L’approccio d’azione basato sulle LMEs, in quanto caratterizzato da un framework regionale e da un processo di collaborazione scientifica, rappresenta un catalizzatore per raggiungere l’Obiettivo di Sviluppo sostenibile 14 – Conservare e utilizzare in modo sostenibile gli oceani, i mari e le risorse marine per lo sviluppo sostenibile dell’Agenda 2030.

In particolare, tramite il fondo “Acque internazionali”, la GEF supporta la cooperazione transfrontaliera degli ecosistemi marini e d’acqua dolce condivisi dagli stati. Ad oggi, il GEF ha contribuito alla realizzazione di progetti in 124 Paesi spingendo verso una cooperazione internazionale che ricopre 23 delle 66 LMEs.

Uno dei progetti più importanti è il GEF LME: LEARN (Large Marine Ecosystem and Resource Network) finanziato attraverso il Fondo GEF, attuato dal UNDP in collaborazione con l’IOC-UNESCO allo scopo di migliorare la governance globale basata sugli ecosistemi delle LMEs e delle loro coste. Inoltre, il progetto si prefigge di costruire una conoscenza condivisa e creare una rete di sostegno sud-sud e di apprendimento nord-sud.

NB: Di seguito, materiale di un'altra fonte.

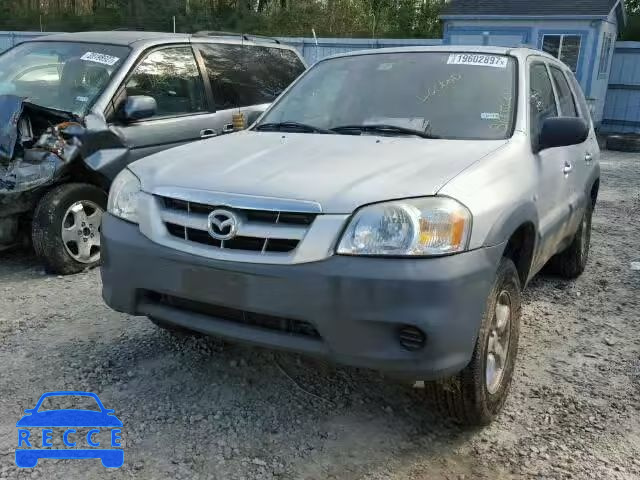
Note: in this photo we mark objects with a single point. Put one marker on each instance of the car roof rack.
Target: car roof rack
(249, 37)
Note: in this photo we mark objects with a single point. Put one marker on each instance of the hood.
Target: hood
(340, 172)
(69, 418)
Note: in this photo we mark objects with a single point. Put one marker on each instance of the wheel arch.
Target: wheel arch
(518, 231)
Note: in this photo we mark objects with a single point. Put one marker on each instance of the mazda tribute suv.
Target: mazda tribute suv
(386, 212)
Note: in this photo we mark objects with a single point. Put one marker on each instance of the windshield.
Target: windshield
(446, 95)
(60, 75)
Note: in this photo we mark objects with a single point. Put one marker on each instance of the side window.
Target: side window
(241, 76)
(226, 72)
(541, 98)
(171, 76)
(585, 112)
(565, 97)
(271, 71)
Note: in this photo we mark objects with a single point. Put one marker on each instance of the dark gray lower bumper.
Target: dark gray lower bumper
(356, 304)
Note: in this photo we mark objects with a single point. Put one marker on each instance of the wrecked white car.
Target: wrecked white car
(75, 109)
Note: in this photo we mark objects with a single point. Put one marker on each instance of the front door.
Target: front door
(171, 76)
(554, 167)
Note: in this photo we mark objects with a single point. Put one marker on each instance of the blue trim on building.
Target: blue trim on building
(594, 55)
(584, 36)
(523, 17)
(524, 32)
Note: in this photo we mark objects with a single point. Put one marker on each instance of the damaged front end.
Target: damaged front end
(36, 145)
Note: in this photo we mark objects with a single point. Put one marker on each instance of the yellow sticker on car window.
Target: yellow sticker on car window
(477, 59)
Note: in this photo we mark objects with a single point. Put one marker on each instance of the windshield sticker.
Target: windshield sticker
(495, 61)
(100, 58)
(440, 86)
(504, 115)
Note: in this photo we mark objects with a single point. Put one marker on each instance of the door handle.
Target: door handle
(207, 133)
(568, 168)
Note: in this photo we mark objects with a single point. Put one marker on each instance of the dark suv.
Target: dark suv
(77, 108)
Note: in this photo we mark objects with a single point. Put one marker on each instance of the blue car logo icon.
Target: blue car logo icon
(36, 433)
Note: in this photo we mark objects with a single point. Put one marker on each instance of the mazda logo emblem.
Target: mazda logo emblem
(222, 225)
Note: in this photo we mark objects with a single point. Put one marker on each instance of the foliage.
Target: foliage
(352, 18)
(632, 30)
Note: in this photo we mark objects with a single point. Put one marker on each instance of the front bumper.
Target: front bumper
(355, 304)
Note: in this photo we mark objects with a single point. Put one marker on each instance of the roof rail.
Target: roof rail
(249, 37)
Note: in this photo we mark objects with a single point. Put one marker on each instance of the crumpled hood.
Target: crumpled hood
(340, 172)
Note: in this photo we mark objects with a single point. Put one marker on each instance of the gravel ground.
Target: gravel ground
(200, 408)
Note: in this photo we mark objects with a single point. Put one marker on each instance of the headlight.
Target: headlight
(414, 227)
(123, 197)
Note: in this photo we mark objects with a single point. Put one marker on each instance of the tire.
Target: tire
(571, 262)
(624, 143)
(66, 227)
(174, 330)
(477, 394)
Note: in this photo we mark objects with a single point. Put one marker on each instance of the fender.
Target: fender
(509, 222)
(108, 162)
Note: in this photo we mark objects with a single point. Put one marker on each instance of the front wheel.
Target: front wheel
(66, 227)
(476, 395)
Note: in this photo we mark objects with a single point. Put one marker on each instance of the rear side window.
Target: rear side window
(541, 98)
(565, 97)
(241, 76)
(170, 76)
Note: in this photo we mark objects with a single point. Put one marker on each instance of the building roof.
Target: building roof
(528, 8)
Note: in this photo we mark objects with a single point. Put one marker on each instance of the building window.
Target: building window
(605, 54)
(564, 47)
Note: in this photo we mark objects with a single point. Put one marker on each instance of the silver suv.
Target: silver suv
(386, 212)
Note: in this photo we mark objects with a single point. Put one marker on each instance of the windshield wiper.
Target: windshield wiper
(292, 126)
(383, 128)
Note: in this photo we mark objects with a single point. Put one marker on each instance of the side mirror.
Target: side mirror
(138, 108)
(562, 132)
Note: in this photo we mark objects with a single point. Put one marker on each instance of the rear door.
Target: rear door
(589, 164)
(575, 153)
(554, 186)
(247, 78)
(171, 75)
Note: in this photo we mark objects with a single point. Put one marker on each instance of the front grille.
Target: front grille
(264, 216)
(262, 231)
(258, 320)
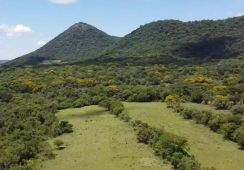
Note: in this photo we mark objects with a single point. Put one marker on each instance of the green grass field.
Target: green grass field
(208, 147)
(203, 107)
(101, 142)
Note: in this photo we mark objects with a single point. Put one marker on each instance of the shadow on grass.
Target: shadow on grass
(86, 115)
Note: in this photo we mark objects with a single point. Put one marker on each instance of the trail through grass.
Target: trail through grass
(208, 147)
(101, 142)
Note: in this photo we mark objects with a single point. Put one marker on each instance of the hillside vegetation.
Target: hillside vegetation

Tuttavia, a causa della loro vicinanza con le coste e dell’importante quantità di risorse marine contenute, la salute e la produttività delle LMEs sono messe a dura prova da fattori di pressione antropici e naturali come l’inquinamento marino, le pratiche di pesca insostenibili, l’introduzione di specie invasive e l’impatto di attività umane come trasporti, commercio, turismo.

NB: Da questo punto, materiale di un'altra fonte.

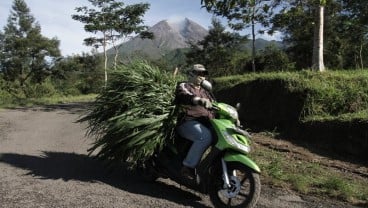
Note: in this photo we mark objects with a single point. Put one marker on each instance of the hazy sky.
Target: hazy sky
(54, 16)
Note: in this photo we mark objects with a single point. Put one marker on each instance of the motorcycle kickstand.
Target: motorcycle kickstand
(226, 176)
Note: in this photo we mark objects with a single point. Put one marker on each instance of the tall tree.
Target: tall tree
(242, 14)
(26, 54)
(216, 50)
(113, 20)
(317, 60)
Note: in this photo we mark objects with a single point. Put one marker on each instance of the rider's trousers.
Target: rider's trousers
(201, 137)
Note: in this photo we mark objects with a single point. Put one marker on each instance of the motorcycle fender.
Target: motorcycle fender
(238, 157)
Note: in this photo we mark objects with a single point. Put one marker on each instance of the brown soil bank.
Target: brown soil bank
(269, 105)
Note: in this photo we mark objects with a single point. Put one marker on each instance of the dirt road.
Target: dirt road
(43, 163)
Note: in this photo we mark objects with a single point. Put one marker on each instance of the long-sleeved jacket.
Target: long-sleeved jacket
(185, 92)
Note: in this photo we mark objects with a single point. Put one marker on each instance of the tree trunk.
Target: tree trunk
(105, 53)
(317, 62)
(253, 43)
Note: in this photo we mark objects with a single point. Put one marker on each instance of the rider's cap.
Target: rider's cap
(199, 70)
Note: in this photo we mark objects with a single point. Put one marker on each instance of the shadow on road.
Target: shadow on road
(73, 108)
(71, 166)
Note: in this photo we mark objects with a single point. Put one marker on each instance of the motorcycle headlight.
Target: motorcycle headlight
(233, 112)
(236, 144)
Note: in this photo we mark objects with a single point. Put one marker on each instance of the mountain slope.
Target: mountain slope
(168, 35)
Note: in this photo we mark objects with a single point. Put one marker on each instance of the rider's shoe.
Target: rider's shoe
(187, 173)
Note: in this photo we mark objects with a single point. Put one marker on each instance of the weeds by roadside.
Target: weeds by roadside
(310, 174)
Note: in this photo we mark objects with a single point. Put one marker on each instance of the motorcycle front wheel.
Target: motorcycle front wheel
(244, 190)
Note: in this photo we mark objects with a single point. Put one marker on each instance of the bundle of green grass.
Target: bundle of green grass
(134, 116)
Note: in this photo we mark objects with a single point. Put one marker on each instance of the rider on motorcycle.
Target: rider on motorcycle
(194, 103)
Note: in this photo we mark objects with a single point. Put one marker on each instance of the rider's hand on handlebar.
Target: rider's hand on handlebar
(205, 103)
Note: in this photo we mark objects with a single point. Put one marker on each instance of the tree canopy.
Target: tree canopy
(26, 55)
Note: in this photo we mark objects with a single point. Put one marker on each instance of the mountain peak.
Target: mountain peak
(168, 35)
(177, 24)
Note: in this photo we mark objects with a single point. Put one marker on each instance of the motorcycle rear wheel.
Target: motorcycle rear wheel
(244, 191)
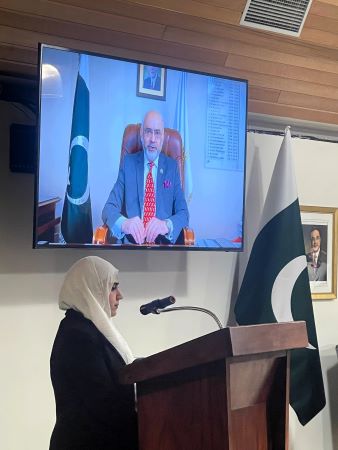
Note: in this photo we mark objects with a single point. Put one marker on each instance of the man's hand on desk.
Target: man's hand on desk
(154, 228)
(135, 227)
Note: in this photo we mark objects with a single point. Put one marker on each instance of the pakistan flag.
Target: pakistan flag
(276, 288)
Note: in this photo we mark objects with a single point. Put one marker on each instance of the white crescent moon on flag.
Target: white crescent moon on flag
(83, 142)
(282, 290)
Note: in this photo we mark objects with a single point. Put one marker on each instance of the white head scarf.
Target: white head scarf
(86, 289)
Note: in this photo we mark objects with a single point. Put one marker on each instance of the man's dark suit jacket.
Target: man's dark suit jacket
(126, 197)
(93, 411)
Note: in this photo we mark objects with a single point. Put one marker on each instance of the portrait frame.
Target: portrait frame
(157, 92)
(322, 221)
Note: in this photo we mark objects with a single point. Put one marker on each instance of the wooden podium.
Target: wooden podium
(227, 390)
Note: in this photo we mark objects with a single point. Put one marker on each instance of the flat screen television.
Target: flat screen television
(102, 119)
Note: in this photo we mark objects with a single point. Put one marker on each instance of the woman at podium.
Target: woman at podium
(93, 410)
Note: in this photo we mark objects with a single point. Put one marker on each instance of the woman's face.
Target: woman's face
(114, 298)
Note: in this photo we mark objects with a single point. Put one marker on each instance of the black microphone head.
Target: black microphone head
(155, 305)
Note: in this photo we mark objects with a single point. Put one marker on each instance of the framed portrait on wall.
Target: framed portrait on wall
(320, 238)
(151, 81)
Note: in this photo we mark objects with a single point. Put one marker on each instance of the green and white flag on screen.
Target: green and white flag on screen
(76, 222)
(181, 124)
(275, 286)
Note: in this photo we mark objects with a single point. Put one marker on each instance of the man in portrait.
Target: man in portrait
(152, 78)
(147, 203)
(317, 257)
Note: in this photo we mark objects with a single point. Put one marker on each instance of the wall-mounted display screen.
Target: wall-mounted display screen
(135, 155)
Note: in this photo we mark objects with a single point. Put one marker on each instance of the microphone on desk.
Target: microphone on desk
(155, 305)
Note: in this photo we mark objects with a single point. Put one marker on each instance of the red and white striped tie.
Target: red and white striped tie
(149, 197)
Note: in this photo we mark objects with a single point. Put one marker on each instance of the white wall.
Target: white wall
(30, 280)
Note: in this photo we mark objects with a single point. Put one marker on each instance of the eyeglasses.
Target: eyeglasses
(149, 133)
(115, 286)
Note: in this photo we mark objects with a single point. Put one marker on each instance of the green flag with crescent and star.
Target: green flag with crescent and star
(275, 286)
(76, 222)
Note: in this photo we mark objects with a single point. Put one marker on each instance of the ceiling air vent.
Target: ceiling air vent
(279, 16)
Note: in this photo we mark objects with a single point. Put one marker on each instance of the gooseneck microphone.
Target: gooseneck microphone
(157, 307)
(154, 306)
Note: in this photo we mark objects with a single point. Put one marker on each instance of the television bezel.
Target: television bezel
(90, 246)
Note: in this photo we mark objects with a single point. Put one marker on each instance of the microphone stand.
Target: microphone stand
(191, 308)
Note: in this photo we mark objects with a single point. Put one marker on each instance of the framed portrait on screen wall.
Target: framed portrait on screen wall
(320, 239)
(151, 81)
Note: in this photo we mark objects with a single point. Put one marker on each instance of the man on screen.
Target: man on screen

Nonostante ci sia ancora molto da fare per quel che riguarda la protezione degli ambienti marini e il sovrasfruttamento delle risorse ittiche e costiere transnazionali, la soluzione proposta da parte dei principali enti internazionali come GEF e UNEP per salvaguardare l’ecosistema marino, è l’implementazione di una struttura di cooperazione e progettazione comune tra governi, enti di ricerca ed esperti del settore marittimo.